But even if theirs more to share, that alone doesnt meant that Apple deserves it right. That’s where the other aspect of the equation comes in, is the item you are buying primarily consumed on the phone. If you are buying a masterclass subscription with its prerecorded classes that you watch on your phone and Apple TV thats clearly something that benefits more from apples platforms. If you on the other hand use hey.com for email or even more clearly the wordpress app to post to your blog, those arent as much stand alone experiences on your phone as they are nice and convenient UIs for what are primarily web services. I realize that this distinction gets pretty blurry and thats part of what makes this so hard to figure out.

So what would be an easier way to handle this? I think its inevitable that Apples fees will have to come down for in app purchases. They said themselves they have never changed the rate since the App Store launched and its without a doubt that they have gotten better and more efficient at running the App Store since then, not less. So lets just say they cut the IAP rate in half to 15% across the board. And if the product has marginal costs, such as Uber or Amazon or live cooking classes they pay a rate thats more competitive with traditional credit card processing, say 4%. Still more expensive but in the ballpark where many clients would have it be worth the risk. I think the idea would be that when folks submit a new app they can apply for the lower rate by filling out a small form where they can explain why they do not have zero marginal costs. It would be up to Apple to make the final call on who qualifies, of course, but this feels reasonable to me.

It’s easy to say that this would be Apple giving up a ton of revenue and it may not even solve the problem but it’s important to keep in mind this would actually open the door to other revenue that they are completely missing out on such as Uber that could easily make up the difference.

Could they do this and then more reasonably require EVERYONE who collects payments on iOS to use it? Would large retail companies like Amazon ever agreed to that or would it just drive them from the App Store all together?

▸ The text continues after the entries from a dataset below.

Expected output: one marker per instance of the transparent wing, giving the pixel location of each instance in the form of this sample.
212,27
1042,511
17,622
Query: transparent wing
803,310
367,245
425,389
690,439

This is hard, I don’t know that there is a perfect solution here no matter how you tweak the numbers. Nothing they do will ever be as clean and as easy as running a traditional retail experience. No wholesaler expects to be able to use their own credit card processing for the products they sell at Wal-mart, or even on walmart.com. Add to that walmart doesnt carry any free items either, even the gum balls are at least a quarter.

So maybe that means any kind of system designed around the idea of a sales commission for apple is a dead end? Could it be usage based fees? But then what about truly free apps like wordpress?

The problem with all this madness is there is no good solution, they really are destined to look like the greedy supervillain no matter what they do.